Interestingly, more proteins were differentially expressed in the fetal side than in the maternal side of the placenta tissues obtained from pregnant women who experienced sPTL-IM (Tables 2 and 3); this interpretation is consistent with the signals from the fetus where they are capable of initiating the onset of parturition process . The work by Reinl and England  demonstrated a possible interplay between placenta corticotrophin-releasing hormone and fetal surfactant protein-A that drives parturition in human. Moreover, another study indicated that nuclear receptor coactivators 1 and 2 regulate the transcription of surfactant protein-A and consequently the induction of labor .

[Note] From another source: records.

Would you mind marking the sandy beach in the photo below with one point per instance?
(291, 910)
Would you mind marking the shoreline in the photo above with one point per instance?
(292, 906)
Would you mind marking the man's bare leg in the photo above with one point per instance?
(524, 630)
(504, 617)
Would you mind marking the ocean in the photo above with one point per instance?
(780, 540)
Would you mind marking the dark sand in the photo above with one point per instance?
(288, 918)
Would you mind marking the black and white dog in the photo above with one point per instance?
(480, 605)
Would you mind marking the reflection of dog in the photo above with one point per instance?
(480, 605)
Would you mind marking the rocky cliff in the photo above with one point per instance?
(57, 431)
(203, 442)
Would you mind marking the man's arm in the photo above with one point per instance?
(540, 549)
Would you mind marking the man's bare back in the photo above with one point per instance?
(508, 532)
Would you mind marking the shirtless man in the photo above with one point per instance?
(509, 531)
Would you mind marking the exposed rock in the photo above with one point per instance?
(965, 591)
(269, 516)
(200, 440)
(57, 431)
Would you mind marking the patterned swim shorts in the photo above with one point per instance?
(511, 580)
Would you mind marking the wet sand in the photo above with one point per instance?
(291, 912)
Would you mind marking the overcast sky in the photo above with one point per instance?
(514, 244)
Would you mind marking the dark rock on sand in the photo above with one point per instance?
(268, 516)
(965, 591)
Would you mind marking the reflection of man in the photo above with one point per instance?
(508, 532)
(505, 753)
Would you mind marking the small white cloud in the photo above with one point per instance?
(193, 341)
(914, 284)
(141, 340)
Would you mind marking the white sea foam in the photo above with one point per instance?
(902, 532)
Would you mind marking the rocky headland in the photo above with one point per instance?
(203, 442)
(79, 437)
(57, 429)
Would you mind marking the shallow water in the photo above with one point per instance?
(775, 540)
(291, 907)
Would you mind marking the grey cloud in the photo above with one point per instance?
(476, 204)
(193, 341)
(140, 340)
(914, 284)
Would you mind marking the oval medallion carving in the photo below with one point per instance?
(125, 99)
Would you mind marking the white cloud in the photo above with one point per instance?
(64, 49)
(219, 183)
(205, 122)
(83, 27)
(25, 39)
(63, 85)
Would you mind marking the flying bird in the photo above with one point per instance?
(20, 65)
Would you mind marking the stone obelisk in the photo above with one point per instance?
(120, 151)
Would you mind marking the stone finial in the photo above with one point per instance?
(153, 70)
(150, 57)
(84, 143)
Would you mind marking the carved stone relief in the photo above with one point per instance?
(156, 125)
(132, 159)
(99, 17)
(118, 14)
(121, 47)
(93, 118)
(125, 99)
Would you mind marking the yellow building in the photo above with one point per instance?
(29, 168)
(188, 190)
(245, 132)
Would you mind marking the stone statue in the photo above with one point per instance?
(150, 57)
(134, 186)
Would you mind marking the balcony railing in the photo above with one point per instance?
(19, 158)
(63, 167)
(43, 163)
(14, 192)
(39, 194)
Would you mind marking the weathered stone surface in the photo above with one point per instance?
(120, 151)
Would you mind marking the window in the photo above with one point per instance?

The underlying mechanisms leading to sPTL-IM are not fully understood. This leads to limited prediction and prevention of sPTL-IM due to its complex pathophysiological process. Placenta was an excellent biological tissue that might facilitate the discovery of potential biomarkers as well as to assess dysfunction in the framework of sPTL-IM. Moreover, sPTL-IM may alter selected placenta functions that lead to PTL. For this, proteomic approaches have enabled the discovery of potential biomarkers in the placenta and unveiled the pathophysiological pathways associated to sPTL-IM. The identified proteins involved in four distinct functional classes include inflammation, oxidative stress, anticoagulation, and extracellular matrix remodeling leading to preterm parturition. These results can help in the future selection of more meaningful potential biomarkers for the early detection of sPTL-IM that might appear in easily accessible body fluid. Lastly, it is postulated that signals for the initiation of sPTL-IM are more likely to arise from the fetus and to a lesser extent from the mother due to more proteins differentially expressed in the fetal side of the placenta of sPTL-IM.
The authors would like to acknowledge the Fundamental Research Grant Scheme grant: FRGS/2/2013/SKK09/UPM/02/2 and My PhD fellowship by the Ministry of Higher Education, Malaysia. The authors would also like to thank Sime Darby Technology Centre Sdn. Bhd. for permission to use their proteomic facilities.
Conflict of interest
The authors reported no conflict of interest.